【ACM】poj_2356_Find a multiple_201308061947

Find a multiple
Time Limit: 1000MS  Memory Limit: 65536K
Total Submissions: 4988  Accepted: 2159  Special Judge

Description

The input contains N natural (i.e. positive integer) numbers ( N <= 10000 ). Each of that numbers is not greater than 15000. This numbers are not necessarily different (so it may happen that two or more of them will be equal). Your task is to choose a few of given numbers ( 1 <= few <= N ) so that the sum of chosen numbers is multiple for N (i.e. N * k = (sum of chosen numbers) for some natural number k).
Input

The first line of the input contains the single number N. Each of next N lines contains one number from the given set.
Output

In case your program decides that the target set of numbers can not be found it should print to the output the single number 0. Otherwise it should print the number of the chosen numbers in the first line followed by the chosen numbers themselves (on a separate line each) in arbitrary order.

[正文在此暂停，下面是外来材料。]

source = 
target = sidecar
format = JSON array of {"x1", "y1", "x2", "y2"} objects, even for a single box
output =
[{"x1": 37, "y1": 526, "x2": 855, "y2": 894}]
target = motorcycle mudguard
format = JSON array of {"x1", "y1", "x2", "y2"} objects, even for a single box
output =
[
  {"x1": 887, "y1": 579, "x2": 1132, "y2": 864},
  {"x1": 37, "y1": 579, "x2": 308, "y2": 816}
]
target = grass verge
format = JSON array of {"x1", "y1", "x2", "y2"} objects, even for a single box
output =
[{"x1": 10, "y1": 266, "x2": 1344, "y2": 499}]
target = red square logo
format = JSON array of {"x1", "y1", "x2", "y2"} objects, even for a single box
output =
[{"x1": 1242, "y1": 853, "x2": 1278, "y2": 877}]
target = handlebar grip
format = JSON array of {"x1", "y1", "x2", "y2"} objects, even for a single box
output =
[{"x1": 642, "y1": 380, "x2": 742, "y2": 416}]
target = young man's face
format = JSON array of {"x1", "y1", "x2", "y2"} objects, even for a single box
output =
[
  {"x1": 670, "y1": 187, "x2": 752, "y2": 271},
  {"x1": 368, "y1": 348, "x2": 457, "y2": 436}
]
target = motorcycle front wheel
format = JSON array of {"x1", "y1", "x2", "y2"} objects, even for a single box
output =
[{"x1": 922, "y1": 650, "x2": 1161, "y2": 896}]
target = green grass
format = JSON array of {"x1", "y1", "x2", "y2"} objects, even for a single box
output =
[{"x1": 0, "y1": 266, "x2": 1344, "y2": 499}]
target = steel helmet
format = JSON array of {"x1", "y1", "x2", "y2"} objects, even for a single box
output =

If there are more than one set of numbers with required properties you should print to the output only one (preferably your favorite) of them.
Sample Input

5
1
2
3
4
1

Sample Output

2
2
3

Source

题目大意： 给出n个数，选出连续的若干m个数，使得和为n的倍数。输出m，以及任意顺序的m个数。
#include <stdio.h>
#define MAX 10100
int s1[MAX];
int s2[MAX];

int main()
{
    int n;
    while(scanf("%d",&n)!=EOF)
    {
        int i,sum,begin,end;
        sum=begin=end=0;
        memset(s2,0,sizeof(s2));
        for(i=1;i<=n;i++)
        {
            scanf("%d",&s1[i]);
        }
     
        for(i=1;i<=n;i++)
        {
            sum=(s1[i]+sum)%n;
            if(sum==0) {begin=1;end=i;break;}
            else if(!s2[sum])
            {s2[sum]=i;}
            else
            {
                begin=s2[sum]+1;
                end=i;
                break;
            }
        }
        //printf("%d\n",begin);
        //printf("%d\n",end);
        //if(i>=n)
        //printf("0\n");
        //else
        //{
        printf("%d\n",end+1-begin);
        for(i=begin;i<=end;i++)
        printf("%d\n",s1[i]);
        //}
    }
    return 0;   
}
//参考代码如下所示：
/*
#include<stdio.h>
#define MAX 10100
int a[MAX];
int locker[MAX];
int main()
{
 int n,i;
 while(scanf("%d",&n)!=EOF)
 {
  int sum=0,begin=0,end=0,num;
  for(i=1; i<=n; i++)
   scanf("%d",&a[i]);
  memset(locker,0,sizeof(locker)); 
  for(i=1; i<=n; i++)
  {
   sum=(a[i]+sum)%n;
   if(sum==0)
   {
    begin=1;
    end=i; break;
   }
   else if(!locker[sum])  //抽屉为空
   {
    locker[sum]=i;  //抽屉保存的是该元素在数组中的地址
   }
   else //抽屉不为空
   {
    begin=locker[sum]+1;
    end=i; break;
   }

}
  num=end+1-begin;
  printf("%d\n",num);
  for(i=begin; i<=end; i++)
   printf("%d\n",a[i]);
 }
 return 0;
}
*/

组合数学之抽屉原理

•第一原理：

•1：把多于n个的物体放到n个抽屉里，则至少有一个抽屉里的东西不少于两件。

 

•2：把多于mn(m乘以n)个的物体放到n个抽屉里，则至少有一个抽屉里有不少于m+1的物体。

 

•3：把无穷多件物体放入n个抽屉，则至少有一个抽屉里 有无穷个物体。